Why not a Phantom class which extends Functor Contravariant?

I am playing around with the Data.Functor.Contravariant. The phantom method caught my eye:

phantom :: (Functor f, Contravariant f) => f a -> f b
phantom x = () <$ x $< ()

Or, more specifically, the annotation to it:

If f is both Functor and Contravariant then by the time you factor in the laws of each of those classes, it can't actually use it's argument in any meaningful capacity. This method is surprisingly useful. Where both instances exist and are lawful we have the following laws: fmap f ≡ phantom, contramap f ≡ phantom

Since fmap f ≡ contramap f ≡ phantom, why do we need Contravariant and Functor instances? Isn't it handier to do this thing the other way: create an instance for one class Phantom, which introduces the phantom method, and then automatically derive instances for Functor and Contravariant?

class Phantom f where
    phantom :: f a -> f b

We will rid the programmer of the necessity to rewrite this phantom twice (to implement fmap and contramap, which are const phantom, as stated in the annotation) when implementing instances for Contravariant and Functor. We will allow writing one instance instead of two! Besides, it seems nice and idiomatic to me to have classes for all 4 cases of variance: Functor, Contravariant, Invariant (yet, some suggest using Profunctor interface instead of Invariant), and Phantom.

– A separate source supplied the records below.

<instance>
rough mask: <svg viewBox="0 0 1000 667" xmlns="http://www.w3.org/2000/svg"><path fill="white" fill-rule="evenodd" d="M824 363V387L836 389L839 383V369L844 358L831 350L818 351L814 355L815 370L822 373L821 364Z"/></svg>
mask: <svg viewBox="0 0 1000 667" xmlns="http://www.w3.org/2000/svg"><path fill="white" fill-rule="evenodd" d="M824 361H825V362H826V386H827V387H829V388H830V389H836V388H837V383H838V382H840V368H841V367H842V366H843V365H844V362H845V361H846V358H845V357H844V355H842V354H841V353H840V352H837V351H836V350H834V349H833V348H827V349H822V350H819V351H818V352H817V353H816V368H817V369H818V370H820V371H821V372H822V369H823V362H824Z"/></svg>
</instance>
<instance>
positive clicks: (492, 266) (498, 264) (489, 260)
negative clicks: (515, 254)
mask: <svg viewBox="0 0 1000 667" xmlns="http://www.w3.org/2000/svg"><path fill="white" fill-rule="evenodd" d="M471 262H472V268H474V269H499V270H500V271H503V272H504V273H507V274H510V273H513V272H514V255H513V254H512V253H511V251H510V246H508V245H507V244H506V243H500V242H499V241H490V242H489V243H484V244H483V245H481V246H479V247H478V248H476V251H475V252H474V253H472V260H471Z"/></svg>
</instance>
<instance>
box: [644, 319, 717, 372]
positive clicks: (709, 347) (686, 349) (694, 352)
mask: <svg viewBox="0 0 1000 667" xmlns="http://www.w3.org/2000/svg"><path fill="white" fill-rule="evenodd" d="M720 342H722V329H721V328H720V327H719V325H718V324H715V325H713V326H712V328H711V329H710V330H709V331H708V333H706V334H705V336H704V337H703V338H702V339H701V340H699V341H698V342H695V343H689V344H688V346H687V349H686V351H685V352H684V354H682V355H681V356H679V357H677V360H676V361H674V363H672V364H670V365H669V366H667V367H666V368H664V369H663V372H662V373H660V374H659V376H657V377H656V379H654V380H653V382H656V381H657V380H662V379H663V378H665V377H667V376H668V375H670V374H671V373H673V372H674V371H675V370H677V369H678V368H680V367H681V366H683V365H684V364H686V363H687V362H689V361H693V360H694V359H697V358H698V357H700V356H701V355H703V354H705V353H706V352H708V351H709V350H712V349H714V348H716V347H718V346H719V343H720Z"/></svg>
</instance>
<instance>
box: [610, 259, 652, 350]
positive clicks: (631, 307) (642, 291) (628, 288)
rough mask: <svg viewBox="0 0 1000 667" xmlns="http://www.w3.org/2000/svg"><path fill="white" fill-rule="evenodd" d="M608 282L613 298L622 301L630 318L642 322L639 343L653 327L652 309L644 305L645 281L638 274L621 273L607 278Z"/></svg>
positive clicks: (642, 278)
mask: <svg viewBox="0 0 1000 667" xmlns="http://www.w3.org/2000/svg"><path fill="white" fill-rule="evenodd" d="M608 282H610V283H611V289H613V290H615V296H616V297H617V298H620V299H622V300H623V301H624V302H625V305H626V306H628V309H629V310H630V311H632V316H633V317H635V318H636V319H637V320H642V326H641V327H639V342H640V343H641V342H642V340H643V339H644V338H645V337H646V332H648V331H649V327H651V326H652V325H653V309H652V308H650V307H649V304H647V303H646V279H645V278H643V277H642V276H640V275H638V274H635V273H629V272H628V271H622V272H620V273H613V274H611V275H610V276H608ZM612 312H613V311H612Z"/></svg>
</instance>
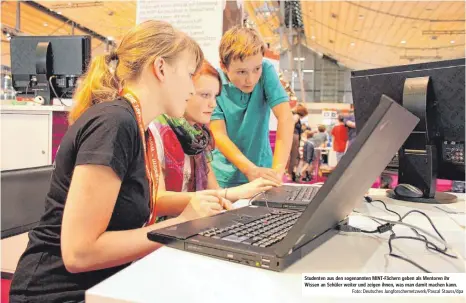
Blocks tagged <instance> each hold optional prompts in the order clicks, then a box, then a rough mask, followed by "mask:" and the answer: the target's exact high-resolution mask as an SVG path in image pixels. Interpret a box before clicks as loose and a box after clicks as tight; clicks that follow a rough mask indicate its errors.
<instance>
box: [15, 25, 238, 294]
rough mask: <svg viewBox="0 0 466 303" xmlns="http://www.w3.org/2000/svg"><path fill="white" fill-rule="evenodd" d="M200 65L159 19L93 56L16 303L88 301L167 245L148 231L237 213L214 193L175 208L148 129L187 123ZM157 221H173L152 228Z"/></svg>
mask: <svg viewBox="0 0 466 303" xmlns="http://www.w3.org/2000/svg"><path fill="white" fill-rule="evenodd" d="M202 60H203V54H202V51H201V49H200V47H199V45H198V44H197V43H196V42H194V40H192V39H191V38H190V37H188V36H187V35H186V34H184V33H182V32H180V31H178V30H176V29H174V28H173V27H172V26H171V25H170V24H168V23H165V22H160V21H153V20H152V21H146V22H143V23H141V24H139V25H137V26H135V27H134V28H133V29H131V30H130V31H129V32H128V33H127V34H126V35H125V36H124V37H123V39H122V40H121V43H120V45H119V46H118V47H117V48H116V50H114V51H113V52H112V53H111V54H109V55H101V56H96V57H94V58H93V60H92V62H91V64H90V67H89V68H88V71H87V73H86V74H85V75H84V78H83V80H82V82H81V84H80V86H79V87H78V88H77V90H76V92H75V95H74V98H73V99H74V100H75V105H74V107H73V109H72V110H71V112H70V114H69V122H70V127H69V129H68V131H67V133H66V134H65V136H64V137H63V140H62V142H61V144H60V149H59V151H58V153H57V155H56V159H55V169H54V171H53V173H52V177H51V184H50V190H49V192H48V194H47V197H46V200H45V212H44V214H43V215H42V217H41V219H40V222H39V223H38V225H37V226H36V227H35V228H34V229H33V230H32V231H31V232H30V233H29V243H28V245H27V248H26V251H25V252H24V253H23V255H22V256H21V258H20V260H19V263H18V266H17V268H16V272H15V273H14V276H13V281H12V283H11V290H10V302H11V303H16V302H39V303H40V302H47V303H50V302H80V301H82V302H83V300H84V292H85V290H87V289H89V288H90V287H93V286H94V285H96V284H97V283H100V282H101V281H103V280H105V279H107V278H108V277H110V276H112V275H114V274H115V273H117V272H118V271H120V270H121V269H123V268H125V267H126V266H128V265H129V264H130V263H131V262H133V261H136V260H138V259H140V258H142V257H144V256H145V255H147V254H149V253H150V252H152V251H154V250H155V249H157V248H159V247H161V244H158V243H155V242H152V241H149V240H148V239H147V233H148V232H150V231H153V230H155V229H159V228H163V227H167V226H170V225H173V224H178V223H182V222H186V221H189V220H192V219H196V218H199V217H204V216H208V215H213V214H217V213H219V212H220V211H222V210H223V209H224V208H227V209H229V208H230V207H231V205H229V203H228V202H227V201H226V200H223V199H222V198H220V197H219V196H218V195H217V196H216V195H208V194H200V195H196V196H193V197H191V198H190V199H188V200H187V201H185V202H183V203H181V202H179V203H178V204H174V203H172V202H173V201H172V200H170V197H169V195H168V199H167V194H166V193H165V192H163V191H158V183H159V182H158V180H159V172H160V168H159V166H158V161H157V155H156V147H155V145H156V142H155V140H154V139H153V137H152V136H151V135H150V133H149V132H147V131H146V130H147V128H148V125H149V123H150V122H151V121H152V120H153V119H155V117H157V116H158V115H160V114H164V113H167V114H169V115H171V116H174V117H181V116H182V115H183V113H184V111H185V108H186V100H188V99H189V98H190V97H191V96H192V95H193V94H194V86H193V81H192V76H193V75H194V74H195V72H196V70H197V69H198V68H199V67H200V65H201V63H202ZM146 151H147V152H146ZM178 200H183V199H177V201H178ZM157 215H171V216H176V218H173V219H170V220H167V221H165V222H162V223H159V224H154V221H155V218H156V216H157Z"/></svg>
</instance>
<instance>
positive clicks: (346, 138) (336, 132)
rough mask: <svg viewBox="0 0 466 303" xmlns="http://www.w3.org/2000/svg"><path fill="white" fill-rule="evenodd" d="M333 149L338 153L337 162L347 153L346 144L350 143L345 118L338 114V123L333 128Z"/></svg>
mask: <svg viewBox="0 0 466 303" xmlns="http://www.w3.org/2000/svg"><path fill="white" fill-rule="evenodd" d="M332 138H333V139H332V142H333V150H334V151H335V152H336V153H337V163H338V162H340V160H341V157H343V155H344V154H345V150H346V145H347V143H348V130H347V129H346V126H345V118H344V117H343V116H342V115H340V116H338V124H337V125H335V126H334V127H333V129H332Z"/></svg>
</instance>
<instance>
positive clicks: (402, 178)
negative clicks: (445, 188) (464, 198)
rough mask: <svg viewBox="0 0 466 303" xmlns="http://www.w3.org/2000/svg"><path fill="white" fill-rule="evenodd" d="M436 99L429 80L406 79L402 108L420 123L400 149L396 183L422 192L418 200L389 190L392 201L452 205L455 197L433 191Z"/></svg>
mask: <svg viewBox="0 0 466 303" xmlns="http://www.w3.org/2000/svg"><path fill="white" fill-rule="evenodd" d="M434 101H435V96H434V93H433V90H432V83H431V81H430V78H429V77H420V78H407V79H406V81H405V85H404V90H403V106H404V107H405V108H406V109H407V110H409V111H410V112H411V113H412V114H414V115H416V116H417V117H418V118H419V119H420V120H419V123H418V125H417V126H416V128H415V129H414V130H413V132H412V133H411V134H410V135H409V137H408V139H406V141H405V143H404V144H403V146H402V147H401V149H400V150H399V166H398V183H399V184H410V185H412V186H415V187H417V188H418V189H420V190H421V191H422V193H423V196H422V197H420V198H410V197H406V196H399V195H397V194H396V193H395V191H394V190H389V191H388V192H387V196H388V197H390V198H392V199H397V200H402V201H409V202H420V203H438V204H449V203H454V202H456V200H457V197H456V196H455V195H452V194H448V193H442V192H436V191H435V190H436V188H437V165H438V163H437V159H438V156H439V153H438V151H437V144H436V141H435V138H436V137H437V134H436V131H435V107H434V106H435V105H434V104H435V102H434Z"/></svg>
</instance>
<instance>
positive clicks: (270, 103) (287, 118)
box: [210, 27, 294, 188]
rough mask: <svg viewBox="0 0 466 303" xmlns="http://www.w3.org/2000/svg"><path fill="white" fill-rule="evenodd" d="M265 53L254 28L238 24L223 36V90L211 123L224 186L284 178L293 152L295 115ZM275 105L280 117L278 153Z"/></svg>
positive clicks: (220, 63)
mask: <svg viewBox="0 0 466 303" xmlns="http://www.w3.org/2000/svg"><path fill="white" fill-rule="evenodd" d="M264 53H265V45H264V43H263V41H262V39H261V38H260V36H259V34H258V33H257V32H256V31H255V30H253V29H249V28H241V27H234V28H232V29H230V30H229V31H227V32H226V33H225V34H224V36H223V37H222V40H221V42H220V66H221V70H219V73H220V77H221V78H222V92H221V94H220V96H219V97H217V107H216V108H215V110H214V112H213V114H212V118H211V124H210V128H211V131H212V133H213V135H214V138H215V144H216V147H217V149H216V150H214V151H213V156H214V160H213V161H212V168H213V171H214V173H215V176H216V178H217V181H218V183H219V185H220V186H221V187H224V188H226V187H231V186H237V185H241V184H244V183H247V182H248V181H252V180H254V179H257V178H260V177H262V178H265V179H269V180H273V181H279V182H281V181H282V177H283V173H284V171H285V167H286V164H287V161H288V157H289V155H290V150H291V143H292V139H293V129H294V121H293V116H292V113H291V109H290V106H289V103H288V101H289V100H288V95H287V93H286V92H285V90H284V89H283V86H282V85H281V83H280V80H279V78H278V75H277V72H276V71H275V68H274V67H273V65H272V64H271V63H270V62H268V61H267V60H264ZM270 109H272V111H273V114H274V115H275V117H276V118H277V121H278V128H277V138H276V144H275V153H274V154H273V155H272V150H271V147H270V142H269V119H270Z"/></svg>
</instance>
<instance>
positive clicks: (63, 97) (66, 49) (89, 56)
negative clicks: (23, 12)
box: [10, 36, 91, 104]
mask: <svg viewBox="0 0 466 303" xmlns="http://www.w3.org/2000/svg"><path fill="white" fill-rule="evenodd" d="M10 48H11V75H12V80H13V87H14V88H15V90H16V92H17V94H16V95H17V97H19V98H21V97H23V98H31V97H33V98H34V97H42V98H43V99H44V104H52V100H53V98H58V99H61V98H65V99H68V98H71V97H72V95H73V92H74V89H75V87H76V84H77V83H76V82H77V80H78V78H79V77H80V76H81V75H82V74H83V73H84V72H85V71H86V68H87V65H88V63H89V61H90V59H91V37H90V36H14V37H12V38H11V41H10ZM54 90H55V92H54ZM55 93H56V94H55Z"/></svg>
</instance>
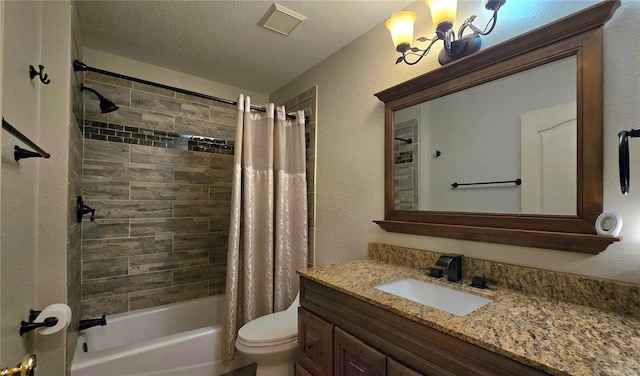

Also, isn't it a more efficient approach? () <$ x $< () requires two traverses (as much as we can traverse a phantom functor...), as long as the programmer might carry this transformation out a bit faster. As far as I understand, the current phantom method can't be overridden.

So, why didn't the library developers choose this way? What are the pros and cons of the current design and the design I spoke of?